通常、住民投票を実施するには、国の地方自治法に基づき、市民が自治体の有権者の50分の1以上の署名を集め、市に請求する必要があります。一方、札幌市では2006年、自治基本条例が成立。同条例は〈市は、市政に関する重要な事項について、住民の意思を確認するため(中略)住民投票を実施することができる〉と規定しています。つまり、秋元市長は「市政に関する重要な事項」である五輪招致について、住民投票を実施できる立場にあるわけです。ところが、全く動こうとしない。これは、条例違反であると指摘せざるを得ません。

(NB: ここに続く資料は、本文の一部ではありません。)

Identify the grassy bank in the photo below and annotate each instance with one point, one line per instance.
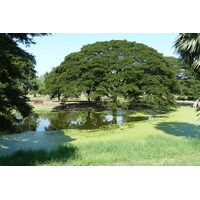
(156, 150)
(172, 139)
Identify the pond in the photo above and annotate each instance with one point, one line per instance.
(44, 130)
(85, 120)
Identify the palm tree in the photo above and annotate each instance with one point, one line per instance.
(188, 47)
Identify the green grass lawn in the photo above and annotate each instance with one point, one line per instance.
(170, 140)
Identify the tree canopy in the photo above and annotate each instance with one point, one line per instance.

──市長は五輪招致を「市政に関する重要な事項」とは考えていないというわけですね。
同条例の見直しなどには私も2度ほど携わっており、当該条例の策定当時に議論されていたのは「自分たちのことは自分たちで決める」「市民のことは市民で決める」という理念です。住民投票実施に消極的な秋元市長の姿勢は、明らかに条例の趣旨に反しています。市民の意思を正確に把握しないまま招致を進めることは許されません。

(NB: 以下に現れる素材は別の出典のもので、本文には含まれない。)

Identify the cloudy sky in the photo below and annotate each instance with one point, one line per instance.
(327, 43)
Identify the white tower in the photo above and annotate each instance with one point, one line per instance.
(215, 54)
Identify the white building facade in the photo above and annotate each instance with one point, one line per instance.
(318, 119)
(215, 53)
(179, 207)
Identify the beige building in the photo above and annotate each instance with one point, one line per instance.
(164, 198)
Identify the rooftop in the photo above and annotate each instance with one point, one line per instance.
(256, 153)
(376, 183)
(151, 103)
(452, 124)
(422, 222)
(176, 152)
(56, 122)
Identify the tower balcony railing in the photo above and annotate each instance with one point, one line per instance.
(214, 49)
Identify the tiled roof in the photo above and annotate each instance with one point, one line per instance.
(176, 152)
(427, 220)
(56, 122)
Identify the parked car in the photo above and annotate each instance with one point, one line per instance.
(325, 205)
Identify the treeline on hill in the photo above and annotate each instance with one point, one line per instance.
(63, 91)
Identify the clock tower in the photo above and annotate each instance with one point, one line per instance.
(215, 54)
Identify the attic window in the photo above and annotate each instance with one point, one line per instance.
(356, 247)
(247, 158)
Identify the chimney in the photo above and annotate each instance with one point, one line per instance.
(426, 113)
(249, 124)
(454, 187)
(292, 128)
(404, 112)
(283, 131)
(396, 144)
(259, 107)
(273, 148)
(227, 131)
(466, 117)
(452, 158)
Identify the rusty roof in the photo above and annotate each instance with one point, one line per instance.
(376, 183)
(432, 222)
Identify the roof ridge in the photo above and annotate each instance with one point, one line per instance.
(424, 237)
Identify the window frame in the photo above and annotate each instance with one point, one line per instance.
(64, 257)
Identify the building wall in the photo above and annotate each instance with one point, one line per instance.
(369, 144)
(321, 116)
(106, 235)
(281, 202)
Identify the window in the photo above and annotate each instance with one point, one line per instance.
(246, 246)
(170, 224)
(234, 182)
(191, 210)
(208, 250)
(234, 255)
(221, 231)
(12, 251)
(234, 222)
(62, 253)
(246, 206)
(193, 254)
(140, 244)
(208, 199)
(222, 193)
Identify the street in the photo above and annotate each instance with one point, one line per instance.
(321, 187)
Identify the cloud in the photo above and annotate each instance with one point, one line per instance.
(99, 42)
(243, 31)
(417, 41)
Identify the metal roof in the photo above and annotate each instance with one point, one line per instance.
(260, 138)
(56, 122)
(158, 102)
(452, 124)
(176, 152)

──確かに、市の意向調査は一部市民へのアンケートであり、「参考」という程度の位置づけでした。市民が意思表示する機会は当然必要ですね。特に、汚職事件の発覚後、市民の感情も変わってきているはずです。
市民は「事件が世間を揺るがしているのに、なぜ札幌市は招致をやめないのか」と疑問を抱いていると思います。私が半年ほど前に始めた「札幌冬季五輪の招致プロセスに『住民投票』を求めます!」というネット署名は、最初のうちは数百人程度しか集まりませんでしたが、事件発覚後の現在は1万7000筆に達しております。
──大会そのものについては、開催経費の膨張も問題視されました。
札幌市は開催経費について、2800億~3000億円とする試算を公表しています。うち、会場などの施設整備費が800億円。その中の450億円を市の負担としていますが、現在、ロシアによるウクライナ侵攻の影響で資材価格が高騰していますから、この程度で済むとは思えません。さらに問題なのは、2000億~2200億円としている大会運営費。市は原則、スポンサー収入などで賄うと言っていますが、東京五輪のスポンサー契約を巡る汚職が発覚し、逮捕者が続出する中、手を挙げる企業がいるとは到底思えません。
──東京五輪の開催経費は、招致段階で7000億円と試算されましたが、結果的に1.6兆円に膨張。関連経費まで含めると3兆~4兆円に上ると指摘されています。やはり札幌五輪の開催コストも雪だるま式に増えていくかもしれません。
直近の冬季3大会の経費については、14年ソチが5兆円、18年平昌は1.4兆円、22年北京は4兆円と指摘されています。札幌大会が2800億円程度で済むでしょうか。資材高騰など、もろもろの状況を踏まえると、1兆円程度はかかるとみています。